Pedestrians walk outside Salesforce Tower on Feb. 25, 2026 in San Francisco, California.
Benjamin Fanjoy | Getty Images
Could the software’s long national nightmare be over?
As semiconductor shares dragged down the Nasdaq-100 for a second day, quietly, software stocks appear to have found their groove.
Shares of the iShares Expanded Tech-Software Sector ETF (IGV) climbed more than 1% Monday, adding to a more-than 20% advance off April lows and trading at the highest since January. For many, that’s enough to call it a bull market.

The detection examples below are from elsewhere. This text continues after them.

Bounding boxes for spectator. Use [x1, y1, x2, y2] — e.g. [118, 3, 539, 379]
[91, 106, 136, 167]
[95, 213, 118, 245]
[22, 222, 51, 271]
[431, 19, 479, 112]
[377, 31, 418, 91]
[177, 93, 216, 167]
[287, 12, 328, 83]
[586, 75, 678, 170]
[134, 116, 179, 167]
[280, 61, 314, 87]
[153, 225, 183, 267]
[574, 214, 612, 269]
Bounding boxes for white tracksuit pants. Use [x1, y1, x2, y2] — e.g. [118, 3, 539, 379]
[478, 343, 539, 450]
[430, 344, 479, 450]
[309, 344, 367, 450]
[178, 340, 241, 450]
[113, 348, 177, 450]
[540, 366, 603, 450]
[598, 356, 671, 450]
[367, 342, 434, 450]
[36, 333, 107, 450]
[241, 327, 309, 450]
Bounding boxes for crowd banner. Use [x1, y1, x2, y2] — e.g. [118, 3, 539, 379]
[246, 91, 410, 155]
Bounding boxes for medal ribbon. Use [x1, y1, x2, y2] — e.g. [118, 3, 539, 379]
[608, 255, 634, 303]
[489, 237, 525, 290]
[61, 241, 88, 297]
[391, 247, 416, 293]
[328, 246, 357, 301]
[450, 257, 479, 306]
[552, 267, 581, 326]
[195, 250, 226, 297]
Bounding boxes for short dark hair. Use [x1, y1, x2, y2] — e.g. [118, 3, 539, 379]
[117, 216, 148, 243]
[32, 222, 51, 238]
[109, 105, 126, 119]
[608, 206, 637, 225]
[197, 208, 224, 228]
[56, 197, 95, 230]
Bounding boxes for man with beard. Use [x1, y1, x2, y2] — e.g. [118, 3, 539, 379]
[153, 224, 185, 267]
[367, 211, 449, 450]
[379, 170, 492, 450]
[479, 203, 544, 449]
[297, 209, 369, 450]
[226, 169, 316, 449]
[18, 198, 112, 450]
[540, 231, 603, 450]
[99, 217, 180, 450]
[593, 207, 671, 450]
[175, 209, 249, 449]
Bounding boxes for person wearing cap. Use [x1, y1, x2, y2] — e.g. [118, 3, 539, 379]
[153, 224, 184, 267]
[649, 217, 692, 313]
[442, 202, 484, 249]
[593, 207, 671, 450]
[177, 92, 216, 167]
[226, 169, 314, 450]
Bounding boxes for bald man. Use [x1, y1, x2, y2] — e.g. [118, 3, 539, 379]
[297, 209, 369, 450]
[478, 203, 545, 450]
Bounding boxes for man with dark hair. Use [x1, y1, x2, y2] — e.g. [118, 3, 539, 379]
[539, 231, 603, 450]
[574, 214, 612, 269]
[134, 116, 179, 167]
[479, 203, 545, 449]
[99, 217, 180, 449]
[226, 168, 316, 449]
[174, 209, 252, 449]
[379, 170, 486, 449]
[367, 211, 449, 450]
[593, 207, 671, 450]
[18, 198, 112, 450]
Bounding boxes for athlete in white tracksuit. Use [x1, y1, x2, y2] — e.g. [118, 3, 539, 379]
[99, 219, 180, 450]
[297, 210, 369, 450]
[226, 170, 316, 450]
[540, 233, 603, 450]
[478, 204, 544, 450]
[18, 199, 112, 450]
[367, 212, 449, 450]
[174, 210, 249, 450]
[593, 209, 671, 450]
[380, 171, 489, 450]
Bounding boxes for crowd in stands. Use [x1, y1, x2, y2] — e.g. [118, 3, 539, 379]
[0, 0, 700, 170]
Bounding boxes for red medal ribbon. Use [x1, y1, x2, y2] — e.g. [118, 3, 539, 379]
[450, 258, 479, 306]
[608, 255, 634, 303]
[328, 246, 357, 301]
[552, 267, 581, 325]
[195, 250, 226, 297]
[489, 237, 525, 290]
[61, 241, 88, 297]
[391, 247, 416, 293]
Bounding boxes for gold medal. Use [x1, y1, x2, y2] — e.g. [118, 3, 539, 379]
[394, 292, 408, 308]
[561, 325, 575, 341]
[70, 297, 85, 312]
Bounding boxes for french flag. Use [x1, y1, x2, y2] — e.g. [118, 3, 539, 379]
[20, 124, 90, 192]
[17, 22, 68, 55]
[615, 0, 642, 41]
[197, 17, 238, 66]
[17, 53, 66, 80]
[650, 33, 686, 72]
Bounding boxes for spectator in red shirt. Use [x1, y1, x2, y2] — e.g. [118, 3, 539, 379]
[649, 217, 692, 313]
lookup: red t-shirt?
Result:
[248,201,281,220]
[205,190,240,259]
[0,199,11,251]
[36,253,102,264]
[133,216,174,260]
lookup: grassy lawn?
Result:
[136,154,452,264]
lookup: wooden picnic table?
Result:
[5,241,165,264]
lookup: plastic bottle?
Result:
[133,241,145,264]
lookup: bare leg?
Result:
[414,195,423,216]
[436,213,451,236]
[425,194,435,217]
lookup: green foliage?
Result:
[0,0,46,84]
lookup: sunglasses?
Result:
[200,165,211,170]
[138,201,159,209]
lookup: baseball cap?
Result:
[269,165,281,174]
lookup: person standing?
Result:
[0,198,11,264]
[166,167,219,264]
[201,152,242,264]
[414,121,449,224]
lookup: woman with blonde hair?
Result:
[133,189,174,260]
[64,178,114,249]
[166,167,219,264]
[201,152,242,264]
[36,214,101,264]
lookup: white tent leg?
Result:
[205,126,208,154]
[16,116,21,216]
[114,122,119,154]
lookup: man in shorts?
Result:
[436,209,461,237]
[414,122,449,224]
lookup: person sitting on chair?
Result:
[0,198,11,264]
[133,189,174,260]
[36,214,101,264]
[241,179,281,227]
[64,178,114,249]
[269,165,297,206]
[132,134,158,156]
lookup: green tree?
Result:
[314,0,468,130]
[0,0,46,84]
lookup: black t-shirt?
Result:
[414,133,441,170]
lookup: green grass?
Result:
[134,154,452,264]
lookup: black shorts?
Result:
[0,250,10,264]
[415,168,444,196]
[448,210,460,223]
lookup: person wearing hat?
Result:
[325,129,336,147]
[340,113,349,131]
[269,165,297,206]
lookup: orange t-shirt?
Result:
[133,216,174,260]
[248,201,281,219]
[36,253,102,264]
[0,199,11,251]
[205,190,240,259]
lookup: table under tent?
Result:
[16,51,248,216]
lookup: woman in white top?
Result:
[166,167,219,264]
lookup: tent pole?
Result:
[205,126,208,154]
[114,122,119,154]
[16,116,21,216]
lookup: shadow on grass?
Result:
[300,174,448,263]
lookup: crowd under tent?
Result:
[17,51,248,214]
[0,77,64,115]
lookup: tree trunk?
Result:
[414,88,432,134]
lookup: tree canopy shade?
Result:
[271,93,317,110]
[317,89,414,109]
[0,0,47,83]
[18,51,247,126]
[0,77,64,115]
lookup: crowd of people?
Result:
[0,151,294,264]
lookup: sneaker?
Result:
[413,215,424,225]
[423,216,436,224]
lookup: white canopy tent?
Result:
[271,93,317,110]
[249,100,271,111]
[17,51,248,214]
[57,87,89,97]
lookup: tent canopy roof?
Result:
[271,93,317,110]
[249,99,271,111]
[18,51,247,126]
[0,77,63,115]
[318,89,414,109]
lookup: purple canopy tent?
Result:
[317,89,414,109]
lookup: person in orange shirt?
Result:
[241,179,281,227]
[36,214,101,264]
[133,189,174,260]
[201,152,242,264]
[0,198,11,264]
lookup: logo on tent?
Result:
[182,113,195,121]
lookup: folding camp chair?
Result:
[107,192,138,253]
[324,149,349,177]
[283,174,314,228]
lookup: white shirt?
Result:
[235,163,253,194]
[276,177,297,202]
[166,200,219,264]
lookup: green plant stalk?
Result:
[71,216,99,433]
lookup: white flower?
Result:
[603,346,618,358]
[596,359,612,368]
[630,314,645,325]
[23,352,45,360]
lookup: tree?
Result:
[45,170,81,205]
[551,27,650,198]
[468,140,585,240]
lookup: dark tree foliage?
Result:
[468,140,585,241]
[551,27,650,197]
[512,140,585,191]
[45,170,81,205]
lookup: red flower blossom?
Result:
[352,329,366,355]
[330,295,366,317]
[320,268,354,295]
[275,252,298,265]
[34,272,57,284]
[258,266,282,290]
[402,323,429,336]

Options traders are leaning into it, selling almost 28,000 puts on the ETF in Monday’s session, a bullish position that reflects a view that the worst is past. The number of calls bought also outnumbered the number of puts bought. When traders sell a put, they are making a moderately bullish bet. They are obligated to buy the underlying stock at that put’s strike price in exchange for the collected premium.
iShares Expanded Tech-Software Sector ETF (IGV), YTD
But traders are making more outright bullish plays.

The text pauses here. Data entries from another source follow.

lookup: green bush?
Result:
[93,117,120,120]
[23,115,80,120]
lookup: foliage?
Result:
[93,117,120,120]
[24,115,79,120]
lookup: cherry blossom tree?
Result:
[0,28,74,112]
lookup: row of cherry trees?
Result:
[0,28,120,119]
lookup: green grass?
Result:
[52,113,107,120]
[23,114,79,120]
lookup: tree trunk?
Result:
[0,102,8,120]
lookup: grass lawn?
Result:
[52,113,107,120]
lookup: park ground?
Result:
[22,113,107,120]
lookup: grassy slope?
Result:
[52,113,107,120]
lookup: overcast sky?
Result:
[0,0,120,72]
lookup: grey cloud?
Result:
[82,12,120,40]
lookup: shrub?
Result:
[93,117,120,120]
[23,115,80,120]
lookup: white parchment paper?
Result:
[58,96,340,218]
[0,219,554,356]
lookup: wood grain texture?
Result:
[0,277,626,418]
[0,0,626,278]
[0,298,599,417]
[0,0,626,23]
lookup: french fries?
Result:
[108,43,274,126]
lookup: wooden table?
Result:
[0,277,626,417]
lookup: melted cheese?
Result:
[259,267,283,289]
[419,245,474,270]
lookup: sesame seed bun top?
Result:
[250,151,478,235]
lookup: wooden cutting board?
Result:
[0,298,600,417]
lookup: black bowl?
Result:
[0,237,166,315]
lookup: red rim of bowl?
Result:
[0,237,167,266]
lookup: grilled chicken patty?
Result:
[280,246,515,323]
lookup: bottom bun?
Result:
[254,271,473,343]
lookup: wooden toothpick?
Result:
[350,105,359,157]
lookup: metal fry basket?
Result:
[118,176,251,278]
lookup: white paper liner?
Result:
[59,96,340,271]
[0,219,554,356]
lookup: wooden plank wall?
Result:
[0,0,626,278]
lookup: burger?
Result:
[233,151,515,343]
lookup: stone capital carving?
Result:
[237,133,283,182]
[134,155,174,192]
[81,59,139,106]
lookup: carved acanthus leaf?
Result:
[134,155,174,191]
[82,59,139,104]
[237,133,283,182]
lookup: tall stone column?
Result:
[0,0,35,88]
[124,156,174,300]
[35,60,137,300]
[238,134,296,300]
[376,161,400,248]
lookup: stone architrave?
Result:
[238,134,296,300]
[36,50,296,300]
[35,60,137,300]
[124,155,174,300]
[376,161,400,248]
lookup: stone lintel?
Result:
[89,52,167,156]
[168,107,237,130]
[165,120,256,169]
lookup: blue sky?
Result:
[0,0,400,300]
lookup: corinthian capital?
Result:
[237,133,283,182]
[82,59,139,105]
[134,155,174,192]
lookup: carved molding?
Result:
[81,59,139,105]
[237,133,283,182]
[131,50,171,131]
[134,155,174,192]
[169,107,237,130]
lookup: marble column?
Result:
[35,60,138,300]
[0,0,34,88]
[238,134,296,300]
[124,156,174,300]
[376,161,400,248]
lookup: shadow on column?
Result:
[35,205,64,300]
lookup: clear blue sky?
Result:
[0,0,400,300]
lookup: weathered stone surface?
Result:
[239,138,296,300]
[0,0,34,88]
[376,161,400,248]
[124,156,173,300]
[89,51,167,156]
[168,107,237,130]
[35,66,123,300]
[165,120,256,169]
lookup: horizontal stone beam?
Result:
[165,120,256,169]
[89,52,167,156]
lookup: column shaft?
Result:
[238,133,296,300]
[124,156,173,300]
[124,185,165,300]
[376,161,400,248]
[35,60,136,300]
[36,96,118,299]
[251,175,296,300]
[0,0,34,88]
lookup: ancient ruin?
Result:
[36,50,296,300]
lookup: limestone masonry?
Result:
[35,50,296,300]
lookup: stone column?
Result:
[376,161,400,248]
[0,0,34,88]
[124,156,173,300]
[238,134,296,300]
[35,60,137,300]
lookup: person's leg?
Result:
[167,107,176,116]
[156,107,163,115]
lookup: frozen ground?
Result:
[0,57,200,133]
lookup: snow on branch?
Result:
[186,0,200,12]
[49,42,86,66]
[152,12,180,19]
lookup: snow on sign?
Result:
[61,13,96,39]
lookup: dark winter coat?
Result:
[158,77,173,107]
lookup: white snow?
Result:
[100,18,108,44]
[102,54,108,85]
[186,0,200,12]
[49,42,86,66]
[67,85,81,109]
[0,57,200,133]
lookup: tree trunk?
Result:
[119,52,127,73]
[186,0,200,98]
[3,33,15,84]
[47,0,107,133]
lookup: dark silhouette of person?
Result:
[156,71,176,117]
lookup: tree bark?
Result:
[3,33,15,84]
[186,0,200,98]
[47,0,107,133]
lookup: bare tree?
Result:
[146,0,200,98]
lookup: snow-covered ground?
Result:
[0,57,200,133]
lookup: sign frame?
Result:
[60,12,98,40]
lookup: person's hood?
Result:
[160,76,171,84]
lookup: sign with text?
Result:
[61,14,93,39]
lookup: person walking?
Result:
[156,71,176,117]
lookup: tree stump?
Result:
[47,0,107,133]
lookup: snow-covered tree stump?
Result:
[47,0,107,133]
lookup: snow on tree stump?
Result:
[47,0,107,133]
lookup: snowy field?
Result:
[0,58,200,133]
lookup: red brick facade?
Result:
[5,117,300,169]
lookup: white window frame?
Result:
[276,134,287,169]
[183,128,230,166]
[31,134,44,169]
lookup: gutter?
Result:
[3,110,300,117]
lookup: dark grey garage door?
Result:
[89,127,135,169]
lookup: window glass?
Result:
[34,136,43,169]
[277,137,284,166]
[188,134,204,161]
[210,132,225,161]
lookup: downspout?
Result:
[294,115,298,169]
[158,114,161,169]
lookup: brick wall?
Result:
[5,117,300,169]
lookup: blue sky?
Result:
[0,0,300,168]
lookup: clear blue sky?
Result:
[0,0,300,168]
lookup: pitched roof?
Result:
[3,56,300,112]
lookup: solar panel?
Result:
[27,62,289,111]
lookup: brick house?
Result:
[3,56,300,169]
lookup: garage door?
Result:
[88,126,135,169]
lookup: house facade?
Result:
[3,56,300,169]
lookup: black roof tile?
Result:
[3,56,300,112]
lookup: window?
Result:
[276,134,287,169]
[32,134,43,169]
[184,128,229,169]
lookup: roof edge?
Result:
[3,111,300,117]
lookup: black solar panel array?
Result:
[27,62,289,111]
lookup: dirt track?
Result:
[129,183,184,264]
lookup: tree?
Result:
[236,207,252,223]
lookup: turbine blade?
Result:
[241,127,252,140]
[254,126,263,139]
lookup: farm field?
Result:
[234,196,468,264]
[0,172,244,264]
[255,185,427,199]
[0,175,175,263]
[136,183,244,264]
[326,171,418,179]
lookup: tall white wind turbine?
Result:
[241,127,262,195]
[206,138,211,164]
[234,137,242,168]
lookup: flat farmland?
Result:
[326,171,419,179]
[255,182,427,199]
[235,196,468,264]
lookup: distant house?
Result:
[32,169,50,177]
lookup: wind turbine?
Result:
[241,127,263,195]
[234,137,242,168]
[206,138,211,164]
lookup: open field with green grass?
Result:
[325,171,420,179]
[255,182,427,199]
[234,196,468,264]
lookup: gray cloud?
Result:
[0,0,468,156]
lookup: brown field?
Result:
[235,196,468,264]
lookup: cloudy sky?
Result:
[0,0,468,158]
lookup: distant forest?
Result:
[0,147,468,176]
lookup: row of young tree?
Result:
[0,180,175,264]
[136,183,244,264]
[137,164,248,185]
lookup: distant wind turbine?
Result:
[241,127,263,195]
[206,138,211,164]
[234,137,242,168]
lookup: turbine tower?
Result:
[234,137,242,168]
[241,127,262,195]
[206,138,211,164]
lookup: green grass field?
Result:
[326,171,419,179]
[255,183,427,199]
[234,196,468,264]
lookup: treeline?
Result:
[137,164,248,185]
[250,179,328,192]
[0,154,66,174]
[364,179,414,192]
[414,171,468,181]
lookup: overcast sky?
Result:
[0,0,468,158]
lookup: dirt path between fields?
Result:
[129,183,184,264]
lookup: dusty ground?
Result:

In one of the biggest options trades of the day, a trader spent $32 million buying 7,000 of the in-the-money 390-strike Microsoft calls expiring Aug. 21. Eight of the top 10 options trades in that stock were call-buyers.
Helping invigorate optimism Monday was a report from Bank of America analyst Tal Liani who reinstated coverage of ServiceNow with a buy rating and $130 price target. Shares popped 9% and options traders pounced, scooping up more than 85,000 calls in the stock and trading five times more calls than puts.

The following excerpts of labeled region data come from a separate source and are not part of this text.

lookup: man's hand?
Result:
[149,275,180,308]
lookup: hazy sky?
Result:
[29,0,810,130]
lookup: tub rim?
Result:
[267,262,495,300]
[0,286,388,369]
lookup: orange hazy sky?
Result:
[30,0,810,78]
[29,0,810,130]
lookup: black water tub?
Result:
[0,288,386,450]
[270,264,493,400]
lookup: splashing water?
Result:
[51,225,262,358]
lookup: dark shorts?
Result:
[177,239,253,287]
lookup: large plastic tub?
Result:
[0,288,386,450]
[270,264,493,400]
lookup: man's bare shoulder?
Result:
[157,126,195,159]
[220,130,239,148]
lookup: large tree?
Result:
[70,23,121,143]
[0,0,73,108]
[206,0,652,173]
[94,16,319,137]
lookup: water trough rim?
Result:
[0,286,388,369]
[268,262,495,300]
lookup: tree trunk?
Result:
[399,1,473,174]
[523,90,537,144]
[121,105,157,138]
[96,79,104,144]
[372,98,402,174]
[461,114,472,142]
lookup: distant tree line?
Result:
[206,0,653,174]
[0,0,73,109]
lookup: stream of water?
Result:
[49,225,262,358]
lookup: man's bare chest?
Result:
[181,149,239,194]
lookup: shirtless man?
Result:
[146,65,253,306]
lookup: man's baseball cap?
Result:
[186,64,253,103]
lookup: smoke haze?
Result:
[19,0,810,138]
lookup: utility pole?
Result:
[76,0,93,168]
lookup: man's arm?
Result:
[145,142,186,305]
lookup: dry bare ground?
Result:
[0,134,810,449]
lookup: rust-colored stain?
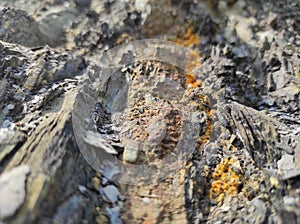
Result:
[209,158,242,203]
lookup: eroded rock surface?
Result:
[0,0,300,224]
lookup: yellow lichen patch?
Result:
[184,51,202,88]
[175,28,200,47]
[184,73,202,88]
[184,50,201,73]
[116,33,132,45]
[209,158,241,203]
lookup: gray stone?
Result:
[102,185,120,203]
[123,146,139,163]
[0,165,30,218]
[277,154,295,172]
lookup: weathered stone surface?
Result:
[0,165,30,219]
[0,0,300,224]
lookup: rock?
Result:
[106,207,123,224]
[0,165,30,218]
[277,154,295,172]
[123,146,139,163]
[0,9,49,47]
[100,185,120,204]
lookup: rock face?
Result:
[0,0,300,224]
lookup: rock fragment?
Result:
[0,165,30,218]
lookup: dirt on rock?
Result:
[0,0,300,224]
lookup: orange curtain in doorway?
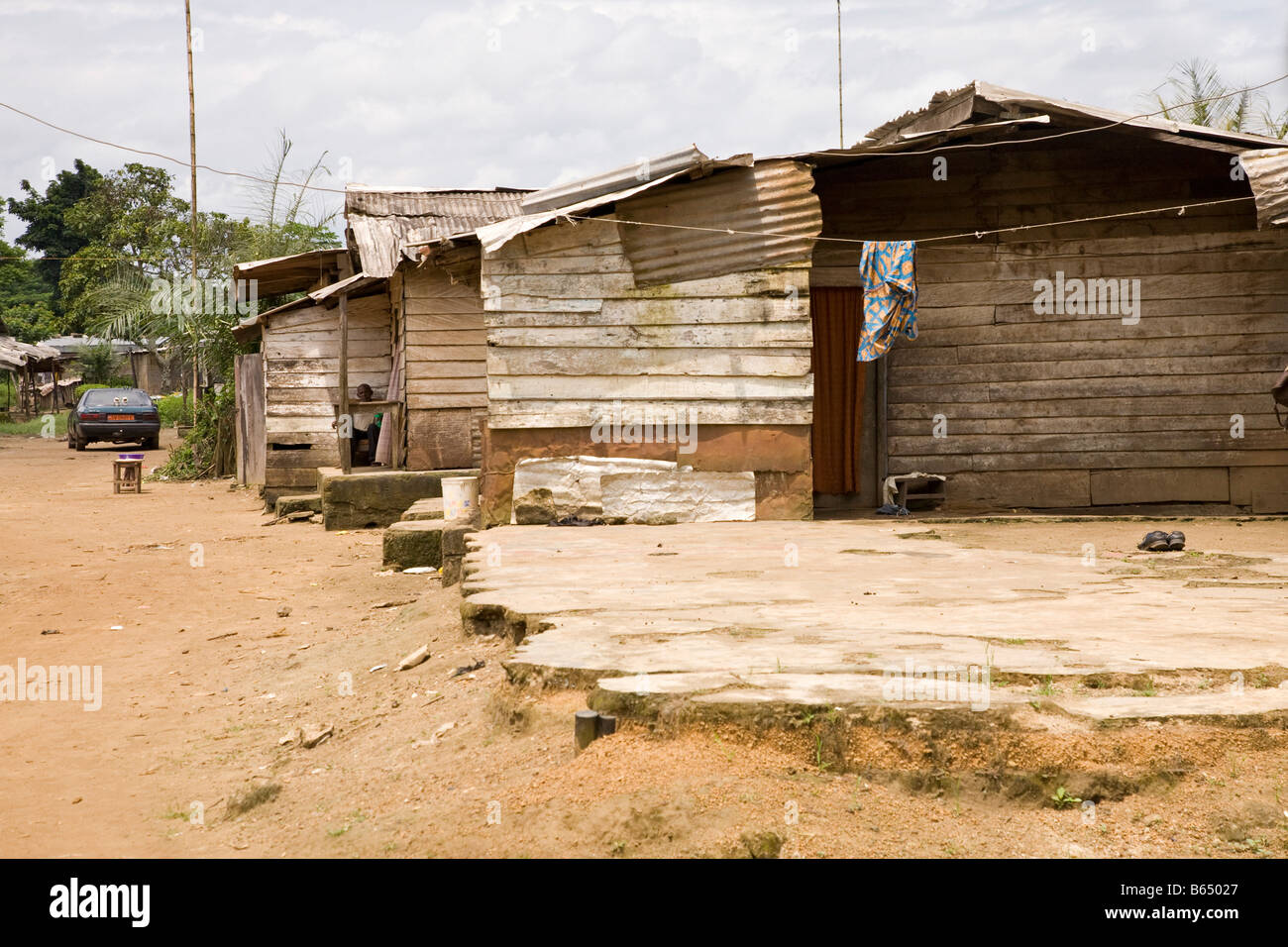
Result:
[810,287,868,493]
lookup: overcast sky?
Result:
[0,0,1288,240]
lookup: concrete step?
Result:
[383,519,443,570]
[318,467,480,530]
[402,496,443,522]
[273,493,322,517]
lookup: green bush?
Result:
[158,394,192,428]
[152,385,237,480]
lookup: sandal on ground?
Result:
[1136,530,1171,553]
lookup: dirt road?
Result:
[0,438,1288,857]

Even beleaguered Salesforce, which the BofA team labeled “underperformed” managed a 3.5% bounce and saw calls outpace puts three-to-one.
While much of the category is still trading well off last year’s highs, there’s at least one categorical exception: cybersecurity. Amplify’s cybersecurity ETF “HACK” is up 16% since April 20, including a 3% rally Monday, as stocks like CrowdStrike and Palo Alto Networks trade at all-time highs.
Software stocks have been crushed in 2026 on fears of a so-called SaaSpocalypse, or the fear that AI agents will replace software companies. Even with the recent rally, the IGV is down 12% on the year.